L'amendement 138 de la réforme européenne du Paquet Télécom sonne-t-il le glas de la future HADOPI ? Si oui, sur quels fondements le gouvernement français pourrait-il passer outre?
Madame la Députée européenne Dominique Vlasto membre de la Commission de l'industrie, de la recherche et de l'énergie du Parlement européen, nous répond.
Le 24
septembre dernier, à l'occasion de l'examen du Paquet Télécom qui
définit le nouveau cadre règlementaire pour les communications
électroniques, les députés européens se sont prononcés en faveur de
l'amendement 138 qui dispose qu'il ne peut être apporté de restriction
aux « droits et libertés fondamentales des utilisateurs finaux » « sans
décision préalable de l'autorité judiciaire et ce en application de
l'article 11 de la charte des droits fondamentaux ».

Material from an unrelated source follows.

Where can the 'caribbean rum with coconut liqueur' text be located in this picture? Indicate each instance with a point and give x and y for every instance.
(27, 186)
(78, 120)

Il me semble pourtant que cet amendement 138 ne sonnera pas le glas de la future loi HADOPI pour deux raisons au moins :
- La première, la plus évidente du point de vue juridique, c'est que les Etats membres n'ont pas attribué à la Communauté européenne la compétence d'édicter de nouveaux droits et libertés fondamentaux réservés aux utilisateurs finaux de l'internet. Le Parlement européen n'est donc tout simplement pas compétent et c'est d'abord pour cette raison de bon sens que j'ai résolument voté contre l'amendement 138.
- Ensuite, il ne faut pas oublier que le processus législatif est loin d'être terminé. Nous n'en sommes qu'à la première lecture du Parlement européen et je pense que le Conseil va, pour sa part, sonner le glas de l'amendement 138 et non celui de l'HADOPI. Il est en effet peu probable que les Ministres européens soutiennent une approche juridiquement douteuse et décident d'imposer que les Etats membres soient obligés de s'en remettre aux seules autorités judiciaires pour décider des mesures à prendre contre la diffusion des contenus illicites sur l'internet.
Les libertés fondamentales des utilisateurs finaux ne priment pas sur le respect du droit de la propriété intellectuelle sans lequel la rémunération des artistes est remise en cause.
Il me paraît donc légitime, sur cette question, que chaque Etat membre puisse prendre ses responsabilités, expérimenter des solutions et qu'éventuellement, à partir d'une évaluation de ces solutions, on envisage si nécessaire une réponse européenne commune.
En tout état de cause, l'HADOPI est une de ces réponses, intéressante et utile en ce qu'elle permet d'arriver à un équilibre juste entre l'accès aux contenus sur internet et le respect des artistes et de leurs œuvres.
L'Atelier Europe remercie chaleureusement Madame le Député européen d'avoir participé aux Lundis de l'Europe.